I figured that if I was wanted to estimate the length of the curve by hand, I could split it up into smaller sections and approximate the length of each by the length of the line joining the two endpoints. So I partitioned my interval \([a,b]\) into \(N-1\) chunks of size \(\Delta t = (b-a)/N\), so the endpoints are \(\{t_i: \, i = 0,\dots, N\}\), where \(t_i = a + i\Delta t\), and used that to split up the curve.

Lovely curve chopped up

So now our approximate length is \(L(\g) \approx \sum_{i=0}^{N-1} ||\g(t_{i+1}) - \g(t_i)||\). This is starting to look like what we want - remember that an integral is approximately \(\int_a^b f(t) dt \approx \sum_i f(t_i) \Delta t\). Since we need some \(\Delta t\) term in our sum we can just multiply by 1 to get \(L(\g) \approx \sum_{i=0}^{N-1} \frac{||\g(t_i + \Delta t) - \g(t_i)||}{\Delta t}\Delta t\).

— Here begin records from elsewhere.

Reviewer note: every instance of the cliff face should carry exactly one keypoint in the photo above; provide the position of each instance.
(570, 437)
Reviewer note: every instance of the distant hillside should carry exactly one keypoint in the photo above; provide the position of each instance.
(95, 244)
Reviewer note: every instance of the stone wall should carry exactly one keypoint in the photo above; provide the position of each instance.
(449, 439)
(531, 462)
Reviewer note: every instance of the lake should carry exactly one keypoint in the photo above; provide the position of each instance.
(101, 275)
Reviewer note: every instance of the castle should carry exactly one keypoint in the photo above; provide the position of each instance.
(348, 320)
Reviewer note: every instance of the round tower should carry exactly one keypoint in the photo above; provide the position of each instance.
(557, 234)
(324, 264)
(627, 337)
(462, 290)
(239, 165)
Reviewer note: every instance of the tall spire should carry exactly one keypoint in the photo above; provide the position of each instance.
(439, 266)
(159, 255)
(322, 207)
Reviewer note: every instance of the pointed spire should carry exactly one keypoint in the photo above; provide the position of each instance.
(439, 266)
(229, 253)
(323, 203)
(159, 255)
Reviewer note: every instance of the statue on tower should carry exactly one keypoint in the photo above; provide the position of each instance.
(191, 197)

We see from our previous figure that as \(\Delta t \to 0\), we will get closer to the true arc length, so we get that \[\begin{align} L(\g) &= \lim_{\Delta t \to 0} \sum_{i=0}^{N_{\Delta t}-1} \left\lVert\frac{\g(t_i + \Delta t) - \g(t_i)}{\Delta t}\right\rVert \Delta t \\ &= \int_a^b ||\g’(t)|| \, dt \text{,} \end{align} \] by the definition of the derivative and the integral. Pretty neat!

p.s. Happy \(\pi\) day!